Jay’s Birds: A family tradition
BIRMINGHAM, Ala. (WBRC) - Stress is something we all have in common in our lives, and Jay Turner admits he’s no different, but when he returns home from his job as a construction manager, he has a way to de-stress, which is a little out of the ordinary. Jay raises pigeons, but these are no ordinary street pigeons. They’re National Champions!
“I’ve had them since I was nine, and somebody in my family has had them for over 100 years. I actually traded my brother a baseball glove for some pigeons when I was about nine years old, and that’s what started it. I tell everybody, I’ve still got the pigeons, but he doesn’t have that baseball glove anymore.”
Pigeons are Jay’s passion, “I got obsessed with it, I guess. We go all over the country and compete at a high level and do really well.”
If there’s a Pigeon Pecking Order, Jay has a West of England Tumbler named Scarlett, who is at the top of the list.
Jay explains, “All pigeons came from wild pigeons. We call them feral pigeons. Now, there’s almost 400 different breeds. The West of England Tumbler was developed in England as a flying breed. It was a bird that would actually fly and tumble in the air. "
“Scarlett has won everywhere she’s ever been. She’s been undefeated.

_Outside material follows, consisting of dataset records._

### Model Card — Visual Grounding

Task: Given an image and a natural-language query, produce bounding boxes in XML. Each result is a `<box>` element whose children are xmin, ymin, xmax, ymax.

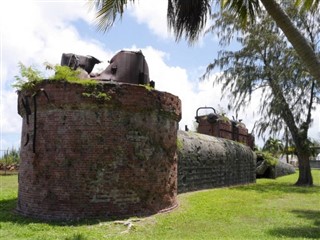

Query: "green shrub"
<box><xmin>13</xmin><ymin>62</ymin><xmax>117</xmax><ymax>106</ymax></box>
<box><xmin>12</xmin><ymin>62</ymin><xmax>97</xmax><ymax>91</ymax></box>
<box><xmin>255</xmin><ymin>150</ymin><xmax>278</xmax><ymax>166</ymax></box>
<box><xmin>13</xmin><ymin>62</ymin><xmax>44</xmax><ymax>91</ymax></box>
<box><xmin>0</xmin><ymin>148</ymin><xmax>20</xmax><ymax>165</ymax></box>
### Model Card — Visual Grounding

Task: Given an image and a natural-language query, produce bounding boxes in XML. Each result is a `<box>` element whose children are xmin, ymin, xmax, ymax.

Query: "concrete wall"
<box><xmin>177</xmin><ymin>131</ymin><xmax>256</xmax><ymax>193</ymax></box>
<box><xmin>310</xmin><ymin>160</ymin><xmax>320</xmax><ymax>169</ymax></box>
<box><xmin>17</xmin><ymin>80</ymin><xmax>181</xmax><ymax>221</ymax></box>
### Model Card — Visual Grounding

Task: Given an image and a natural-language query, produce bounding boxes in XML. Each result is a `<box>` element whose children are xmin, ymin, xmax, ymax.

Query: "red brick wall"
<box><xmin>16</xmin><ymin>80</ymin><xmax>181</xmax><ymax>221</ymax></box>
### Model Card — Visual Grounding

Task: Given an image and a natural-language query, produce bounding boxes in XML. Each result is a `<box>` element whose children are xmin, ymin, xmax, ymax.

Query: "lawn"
<box><xmin>0</xmin><ymin>170</ymin><xmax>319</xmax><ymax>240</ymax></box>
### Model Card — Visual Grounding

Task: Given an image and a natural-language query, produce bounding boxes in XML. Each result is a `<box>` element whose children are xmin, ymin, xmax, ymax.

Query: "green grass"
<box><xmin>1</xmin><ymin>171</ymin><xmax>319</xmax><ymax>240</ymax></box>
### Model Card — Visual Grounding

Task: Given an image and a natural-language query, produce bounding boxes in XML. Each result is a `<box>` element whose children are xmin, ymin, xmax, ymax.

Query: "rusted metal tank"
<box><xmin>195</xmin><ymin>107</ymin><xmax>255</xmax><ymax>149</ymax></box>
<box><xmin>195</xmin><ymin>107</ymin><xmax>233</xmax><ymax>140</ymax></box>
<box><xmin>231</xmin><ymin>119</ymin><xmax>248</xmax><ymax>144</ymax></box>
<box><xmin>93</xmin><ymin>50</ymin><xmax>150</xmax><ymax>85</ymax></box>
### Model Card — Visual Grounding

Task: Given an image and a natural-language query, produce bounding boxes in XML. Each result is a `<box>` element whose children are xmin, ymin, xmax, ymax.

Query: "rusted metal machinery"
<box><xmin>61</xmin><ymin>50</ymin><xmax>152</xmax><ymax>86</ymax></box>
<box><xmin>195</xmin><ymin>107</ymin><xmax>255</xmax><ymax>149</ymax></box>
<box><xmin>61</xmin><ymin>53</ymin><xmax>101</xmax><ymax>74</ymax></box>
<box><xmin>93</xmin><ymin>50</ymin><xmax>150</xmax><ymax>85</ymax></box>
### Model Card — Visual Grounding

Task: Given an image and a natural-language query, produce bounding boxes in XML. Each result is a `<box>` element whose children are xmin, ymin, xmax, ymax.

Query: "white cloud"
<box><xmin>0</xmin><ymin>0</ymin><xmax>112</xmax><ymax>149</ymax></box>
<box><xmin>128</xmin><ymin>0</ymin><xmax>171</xmax><ymax>39</ymax></box>
<box><xmin>1</xmin><ymin>1</ymin><xmax>104</xmax><ymax>78</ymax></box>
<box><xmin>310</xmin><ymin>108</ymin><xmax>320</xmax><ymax>141</ymax></box>
<box><xmin>0</xmin><ymin>91</ymin><xmax>21</xmax><ymax>134</ymax></box>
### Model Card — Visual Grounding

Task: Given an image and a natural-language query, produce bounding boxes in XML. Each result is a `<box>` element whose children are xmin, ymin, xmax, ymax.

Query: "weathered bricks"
<box><xmin>17</xmin><ymin>80</ymin><xmax>181</xmax><ymax>221</ymax></box>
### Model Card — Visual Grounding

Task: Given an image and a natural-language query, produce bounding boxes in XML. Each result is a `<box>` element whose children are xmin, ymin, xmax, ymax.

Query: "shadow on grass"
<box><xmin>230</xmin><ymin>169</ymin><xmax>320</xmax><ymax>194</ymax></box>
<box><xmin>0</xmin><ymin>198</ymin><xmax>94</xmax><ymax>240</ymax></box>
<box><xmin>233</xmin><ymin>178</ymin><xmax>320</xmax><ymax>195</ymax></box>
<box><xmin>0</xmin><ymin>198</ymin><xmax>123</xmax><ymax>227</ymax></box>
<box><xmin>268</xmin><ymin>210</ymin><xmax>320</xmax><ymax>239</ymax></box>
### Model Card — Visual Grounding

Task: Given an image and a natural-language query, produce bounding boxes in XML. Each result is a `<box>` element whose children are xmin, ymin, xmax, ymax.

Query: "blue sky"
<box><xmin>1</xmin><ymin>0</ymin><xmax>320</xmax><ymax>151</ymax></box>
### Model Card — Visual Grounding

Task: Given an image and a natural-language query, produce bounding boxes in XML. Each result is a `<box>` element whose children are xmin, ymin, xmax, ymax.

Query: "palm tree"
<box><xmin>89</xmin><ymin>0</ymin><xmax>320</xmax><ymax>86</ymax></box>
<box><xmin>263</xmin><ymin>138</ymin><xmax>284</xmax><ymax>157</ymax></box>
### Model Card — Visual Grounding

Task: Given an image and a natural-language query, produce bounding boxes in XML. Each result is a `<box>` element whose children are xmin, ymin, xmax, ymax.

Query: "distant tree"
<box><xmin>203</xmin><ymin>2</ymin><xmax>319</xmax><ymax>186</ymax></box>
<box><xmin>0</xmin><ymin>147</ymin><xmax>20</xmax><ymax>165</ymax></box>
<box><xmin>263</xmin><ymin>138</ymin><xmax>284</xmax><ymax>157</ymax></box>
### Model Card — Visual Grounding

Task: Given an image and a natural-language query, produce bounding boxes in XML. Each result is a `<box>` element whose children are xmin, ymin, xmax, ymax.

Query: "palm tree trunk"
<box><xmin>260</xmin><ymin>0</ymin><xmax>320</xmax><ymax>85</ymax></box>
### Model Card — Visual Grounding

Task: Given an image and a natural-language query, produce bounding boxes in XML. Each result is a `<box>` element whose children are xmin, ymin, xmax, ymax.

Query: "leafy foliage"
<box><xmin>263</xmin><ymin>138</ymin><xmax>284</xmax><ymax>157</ymax></box>
<box><xmin>46</xmin><ymin>63</ymin><xmax>79</xmax><ymax>82</ymax></box>
<box><xmin>167</xmin><ymin>0</ymin><xmax>211</xmax><ymax>43</ymax></box>
<box><xmin>256</xmin><ymin>150</ymin><xmax>279</xmax><ymax>166</ymax></box>
<box><xmin>13</xmin><ymin>62</ymin><xmax>97</xmax><ymax>91</ymax></box>
<box><xmin>220</xmin><ymin>0</ymin><xmax>261</xmax><ymax>27</ymax></box>
<box><xmin>82</xmin><ymin>91</ymin><xmax>112</xmax><ymax>101</ymax></box>
<box><xmin>13</xmin><ymin>62</ymin><xmax>44</xmax><ymax>91</ymax></box>
<box><xmin>295</xmin><ymin>0</ymin><xmax>320</xmax><ymax>11</ymax></box>
<box><xmin>13</xmin><ymin>62</ymin><xmax>116</xmax><ymax>104</ymax></box>
<box><xmin>0</xmin><ymin>148</ymin><xmax>20</xmax><ymax>165</ymax></box>
<box><xmin>88</xmin><ymin>0</ymin><xmax>136</xmax><ymax>33</ymax></box>
<box><xmin>141</xmin><ymin>83</ymin><xmax>154</xmax><ymax>91</ymax></box>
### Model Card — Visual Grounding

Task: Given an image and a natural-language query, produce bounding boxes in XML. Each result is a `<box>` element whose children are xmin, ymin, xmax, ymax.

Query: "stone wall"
<box><xmin>274</xmin><ymin>161</ymin><xmax>296</xmax><ymax>178</ymax></box>
<box><xmin>16</xmin><ymin>80</ymin><xmax>181</xmax><ymax>221</ymax></box>
<box><xmin>177</xmin><ymin>131</ymin><xmax>256</xmax><ymax>193</ymax></box>
<box><xmin>257</xmin><ymin>160</ymin><xmax>296</xmax><ymax>179</ymax></box>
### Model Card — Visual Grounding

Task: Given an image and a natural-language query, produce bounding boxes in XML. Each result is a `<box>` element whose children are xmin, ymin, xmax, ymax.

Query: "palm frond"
<box><xmin>221</xmin><ymin>0</ymin><xmax>261</xmax><ymax>27</ymax></box>
<box><xmin>167</xmin><ymin>0</ymin><xmax>211</xmax><ymax>43</ymax></box>
<box><xmin>88</xmin><ymin>0</ymin><xmax>135</xmax><ymax>32</ymax></box>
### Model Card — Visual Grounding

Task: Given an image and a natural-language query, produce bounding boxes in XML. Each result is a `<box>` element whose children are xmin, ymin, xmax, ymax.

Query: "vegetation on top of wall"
<box><xmin>13</xmin><ymin>62</ymin><xmax>97</xmax><ymax>91</ymax></box>
<box><xmin>13</xmin><ymin>62</ymin><xmax>114</xmax><ymax>102</ymax></box>
<box><xmin>217</xmin><ymin>113</ymin><xmax>230</xmax><ymax>123</ymax></box>
<box><xmin>46</xmin><ymin>62</ymin><xmax>97</xmax><ymax>86</ymax></box>
<box><xmin>140</xmin><ymin>83</ymin><xmax>154</xmax><ymax>91</ymax></box>
<box><xmin>82</xmin><ymin>91</ymin><xmax>112</xmax><ymax>102</ymax></box>
<box><xmin>13</xmin><ymin>62</ymin><xmax>44</xmax><ymax>91</ymax></box>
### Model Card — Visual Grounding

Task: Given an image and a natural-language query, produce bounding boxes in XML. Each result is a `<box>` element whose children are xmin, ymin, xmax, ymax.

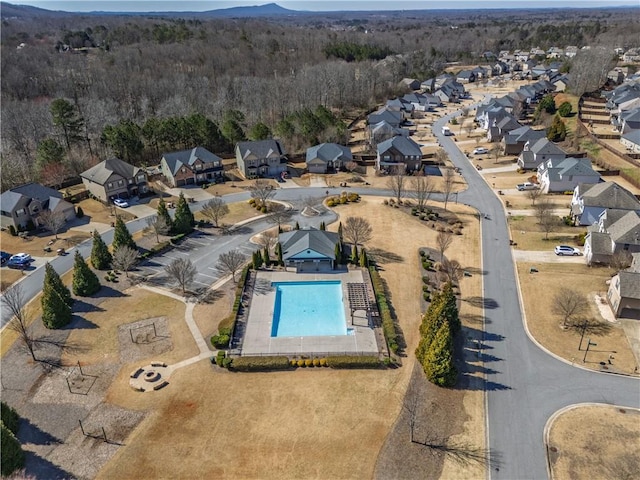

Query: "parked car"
<box><xmin>473</xmin><ymin>147</ymin><xmax>488</xmax><ymax>155</ymax></box>
<box><xmin>554</xmin><ymin>245</ymin><xmax>581</xmax><ymax>256</ymax></box>
<box><xmin>0</xmin><ymin>251</ymin><xmax>10</xmax><ymax>265</ymax></box>
<box><xmin>7</xmin><ymin>252</ymin><xmax>33</xmax><ymax>269</ymax></box>
<box><xmin>517</xmin><ymin>182</ymin><xmax>538</xmax><ymax>191</ymax></box>
<box><xmin>113</xmin><ymin>198</ymin><xmax>129</xmax><ymax>208</ymax></box>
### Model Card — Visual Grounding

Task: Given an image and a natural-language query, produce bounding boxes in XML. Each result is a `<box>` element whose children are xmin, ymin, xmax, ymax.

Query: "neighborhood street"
<box><xmin>434</xmin><ymin>114</ymin><xmax>640</xmax><ymax>480</ymax></box>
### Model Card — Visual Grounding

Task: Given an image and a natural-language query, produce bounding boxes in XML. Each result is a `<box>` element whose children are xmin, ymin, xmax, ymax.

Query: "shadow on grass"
<box><xmin>368</xmin><ymin>248</ymin><xmax>404</xmax><ymax>264</ymax></box>
<box><xmin>198</xmin><ymin>289</ymin><xmax>226</xmax><ymax>304</ymax></box>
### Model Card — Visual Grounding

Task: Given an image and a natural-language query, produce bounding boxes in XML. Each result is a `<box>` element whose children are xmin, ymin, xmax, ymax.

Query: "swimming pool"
<box><xmin>271</xmin><ymin>281</ymin><xmax>347</xmax><ymax>337</ymax></box>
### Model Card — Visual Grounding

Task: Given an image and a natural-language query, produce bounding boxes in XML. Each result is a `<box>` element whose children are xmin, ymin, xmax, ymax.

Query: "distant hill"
<box><xmin>0</xmin><ymin>1</ymin><xmax>74</xmax><ymax>18</ymax></box>
<box><xmin>202</xmin><ymin>3</ymin><xmax>299</xmax><ymax>17</ymax></box>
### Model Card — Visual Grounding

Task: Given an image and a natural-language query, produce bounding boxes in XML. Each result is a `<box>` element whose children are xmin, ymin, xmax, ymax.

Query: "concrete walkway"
<box><xmin>309</xmin><ymin>175</ymin><xmax>328</xmax><ymax>187</ymax></box>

She gets it done. She’s the Queen of This Loft anyway.”
But the lineage of Jay’s Pigeons includes champions by the score. “We’ve flown these birds to California. We’ve been to Washington State. We’ve been to Michigan. We’ve been to Connecticut. You name it. We’ve been everywhere we could go. We’ve taken these birds all over and they can compete at a high level.”
All the birds don’t compete, but every pigeon has a purpose, “We take the eggs, and we give it to these white homing pigeons, and they’ll foster, and they’ll raise those pigeons for you.”
Of course, raising perfect pigeons isn’t always possible. “Some of them are excellent and some of them are good, and then some of them are poor. I used to say that Joe DiMaggio had five brothers and they weren’t all great baseball players, but he was.”
When he isn’t competing, Jay is a championship judge as well. “I enjoy judging and so I can do that, and I can give back to the hobby now and go anywhere in the country and judge.”
But it’s in his own loft where Jay finds his joy. “I have a real stressful job. I work a lot of guys and we work all over the country. I can walk in that loft and all that goes away.”
For the Turners, raising pigeons is an ongoing family tradition.